AgenticIE: An Adaptive Agent for Information Extraction from Complex Regulatory Documents
Gaye Colakoglu, Gürkan Solmaz, Jonathan Fürst
TL;DR
The paper tackles the challenge of extracting structured information from diverse, multilingual DoP regulatory documents by introducing AgenticDoP, an agentic information extraction system built around a planner-executor-responder loop. It infers user intent, detects document modality and language, and dynamically orchestrates a toolbox of extraction and QA capabilities with transparent state tracking. A multilingual dataset of 80 DoP documents with 12 KVP keys and extensive QA annotations demonstrates that the agent outperforms GPT-4o baselines, especially in cross-lingual and nested-structure scenarios, while maintaining 100% JSON validity for KVP tasks. The study also discusses data privacy, reliability, bias, and environmental considerations, and plans to release code and data to support reproducibility. Overall, the work advances auditable, domain-focused information extraction for regulatory documents and informs future integration with compliance workflows and BIM processes.
Abstract
Declaration of Performance (DoP) documents, mandated by EU regulation, certify the performance of construction products.
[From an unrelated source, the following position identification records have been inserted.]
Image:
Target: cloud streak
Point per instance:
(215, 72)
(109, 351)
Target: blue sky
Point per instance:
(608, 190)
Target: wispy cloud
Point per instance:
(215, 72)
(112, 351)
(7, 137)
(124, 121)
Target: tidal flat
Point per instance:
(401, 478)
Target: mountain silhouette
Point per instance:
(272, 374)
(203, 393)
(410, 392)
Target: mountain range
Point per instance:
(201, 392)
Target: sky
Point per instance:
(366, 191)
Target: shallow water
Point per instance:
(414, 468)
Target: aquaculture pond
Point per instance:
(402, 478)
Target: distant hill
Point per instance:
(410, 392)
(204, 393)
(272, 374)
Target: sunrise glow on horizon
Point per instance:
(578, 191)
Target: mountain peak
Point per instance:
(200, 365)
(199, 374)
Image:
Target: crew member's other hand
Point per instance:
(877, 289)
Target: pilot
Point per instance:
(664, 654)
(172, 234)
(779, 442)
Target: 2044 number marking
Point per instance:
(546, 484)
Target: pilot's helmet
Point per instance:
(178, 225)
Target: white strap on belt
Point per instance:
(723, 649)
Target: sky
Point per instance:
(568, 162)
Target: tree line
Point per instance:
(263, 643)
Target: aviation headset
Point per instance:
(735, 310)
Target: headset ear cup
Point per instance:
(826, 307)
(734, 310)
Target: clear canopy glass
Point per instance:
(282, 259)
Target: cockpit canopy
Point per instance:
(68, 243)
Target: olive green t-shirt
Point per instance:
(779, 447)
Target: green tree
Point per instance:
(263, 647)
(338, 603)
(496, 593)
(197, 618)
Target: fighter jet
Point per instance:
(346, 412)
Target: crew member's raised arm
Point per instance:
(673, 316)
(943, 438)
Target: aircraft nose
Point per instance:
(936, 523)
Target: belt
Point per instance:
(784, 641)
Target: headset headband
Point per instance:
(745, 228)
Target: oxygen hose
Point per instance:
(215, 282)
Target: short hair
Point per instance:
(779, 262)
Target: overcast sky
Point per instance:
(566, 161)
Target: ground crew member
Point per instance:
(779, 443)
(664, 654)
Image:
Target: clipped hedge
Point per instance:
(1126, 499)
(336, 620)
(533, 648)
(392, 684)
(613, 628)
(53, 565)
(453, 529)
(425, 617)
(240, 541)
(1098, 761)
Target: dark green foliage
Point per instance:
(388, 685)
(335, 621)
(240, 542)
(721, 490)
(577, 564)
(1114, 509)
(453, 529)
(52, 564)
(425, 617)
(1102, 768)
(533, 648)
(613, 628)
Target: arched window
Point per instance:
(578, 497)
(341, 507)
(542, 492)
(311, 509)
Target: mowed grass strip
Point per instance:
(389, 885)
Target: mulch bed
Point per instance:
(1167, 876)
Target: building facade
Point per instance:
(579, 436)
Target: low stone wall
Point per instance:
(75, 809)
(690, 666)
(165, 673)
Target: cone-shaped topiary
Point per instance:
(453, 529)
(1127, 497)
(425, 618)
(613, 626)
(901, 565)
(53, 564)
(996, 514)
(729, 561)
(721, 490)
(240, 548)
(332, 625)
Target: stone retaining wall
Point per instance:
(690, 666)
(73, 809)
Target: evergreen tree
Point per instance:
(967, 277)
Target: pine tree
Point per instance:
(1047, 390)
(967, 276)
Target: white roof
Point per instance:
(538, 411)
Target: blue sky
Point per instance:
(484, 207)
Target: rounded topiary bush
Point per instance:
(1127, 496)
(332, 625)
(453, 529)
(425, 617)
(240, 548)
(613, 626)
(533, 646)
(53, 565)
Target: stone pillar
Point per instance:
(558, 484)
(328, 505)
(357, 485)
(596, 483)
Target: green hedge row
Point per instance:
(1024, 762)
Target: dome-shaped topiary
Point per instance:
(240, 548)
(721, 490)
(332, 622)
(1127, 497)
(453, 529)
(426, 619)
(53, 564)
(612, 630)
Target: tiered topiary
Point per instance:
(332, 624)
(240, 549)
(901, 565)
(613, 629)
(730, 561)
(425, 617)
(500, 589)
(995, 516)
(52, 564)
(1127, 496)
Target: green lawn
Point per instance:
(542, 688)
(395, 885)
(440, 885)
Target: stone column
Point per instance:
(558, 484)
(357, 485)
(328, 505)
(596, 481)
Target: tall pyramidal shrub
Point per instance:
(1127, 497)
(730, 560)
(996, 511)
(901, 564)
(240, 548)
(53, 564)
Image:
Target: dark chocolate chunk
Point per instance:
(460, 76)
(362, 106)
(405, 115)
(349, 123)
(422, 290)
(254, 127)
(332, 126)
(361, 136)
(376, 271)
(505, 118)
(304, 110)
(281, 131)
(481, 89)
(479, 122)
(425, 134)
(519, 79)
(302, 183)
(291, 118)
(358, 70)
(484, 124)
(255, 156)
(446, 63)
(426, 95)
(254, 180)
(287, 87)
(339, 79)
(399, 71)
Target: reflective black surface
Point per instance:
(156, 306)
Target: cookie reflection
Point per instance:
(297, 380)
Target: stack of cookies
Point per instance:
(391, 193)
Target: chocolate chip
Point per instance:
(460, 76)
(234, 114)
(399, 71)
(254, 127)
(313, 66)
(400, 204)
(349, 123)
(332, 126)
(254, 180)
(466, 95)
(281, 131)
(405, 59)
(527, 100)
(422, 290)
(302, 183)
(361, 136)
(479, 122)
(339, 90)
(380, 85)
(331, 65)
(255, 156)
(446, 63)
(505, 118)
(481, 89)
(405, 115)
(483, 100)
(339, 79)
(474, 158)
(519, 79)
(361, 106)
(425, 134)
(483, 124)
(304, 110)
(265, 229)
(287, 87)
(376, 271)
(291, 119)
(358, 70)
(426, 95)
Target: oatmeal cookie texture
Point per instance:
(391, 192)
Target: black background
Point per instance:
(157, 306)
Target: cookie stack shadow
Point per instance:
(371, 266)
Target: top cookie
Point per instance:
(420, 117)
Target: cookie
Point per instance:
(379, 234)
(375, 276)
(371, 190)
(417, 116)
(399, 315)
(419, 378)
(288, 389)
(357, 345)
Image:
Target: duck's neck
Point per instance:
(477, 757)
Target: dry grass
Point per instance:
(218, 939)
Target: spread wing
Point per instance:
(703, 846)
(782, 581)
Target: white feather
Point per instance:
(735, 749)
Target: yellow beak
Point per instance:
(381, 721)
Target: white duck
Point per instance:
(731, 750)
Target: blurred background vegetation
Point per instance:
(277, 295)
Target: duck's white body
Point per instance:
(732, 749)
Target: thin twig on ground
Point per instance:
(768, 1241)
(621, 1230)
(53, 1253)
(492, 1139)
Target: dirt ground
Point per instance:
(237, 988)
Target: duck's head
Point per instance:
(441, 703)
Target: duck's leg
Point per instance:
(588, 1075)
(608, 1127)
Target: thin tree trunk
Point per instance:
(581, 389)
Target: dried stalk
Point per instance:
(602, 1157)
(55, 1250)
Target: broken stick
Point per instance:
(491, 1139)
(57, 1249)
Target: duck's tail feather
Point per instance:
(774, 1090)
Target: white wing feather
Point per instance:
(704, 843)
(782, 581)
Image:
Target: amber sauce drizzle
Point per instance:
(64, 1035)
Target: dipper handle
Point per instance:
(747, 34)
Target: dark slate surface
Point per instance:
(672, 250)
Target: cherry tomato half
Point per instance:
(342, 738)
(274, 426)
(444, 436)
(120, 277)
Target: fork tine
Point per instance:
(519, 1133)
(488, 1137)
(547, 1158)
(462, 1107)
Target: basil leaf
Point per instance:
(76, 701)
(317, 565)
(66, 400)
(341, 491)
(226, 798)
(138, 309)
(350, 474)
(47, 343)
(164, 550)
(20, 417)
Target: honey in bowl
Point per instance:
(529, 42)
There are two challenges to make DoPs machine and human accessible through automated key-value pair extraction (KVP) and question answering (QA): (1) While some of their content is standardized, DoPs vary widely in layout, schema, and format; (2) Both users and documents are multilingual. Existing static or LLM-only Information Extraction (IE) pipelines fail to adapt to this structural document and user diversity. Our domain-specific, agentic system addresses these challenges through a planner-executor-responder architecture. The system infers user intent, detects document language and modality, and orchestrates tools dynamically for robust, traceable reasoning while avoiding tool misuse or execution loops. Our agent outperforms baselines (ROUGE: 0.783 vs. 0.703/0.608) with better cross-lingual stability (17-point vs. 21-26-point variation).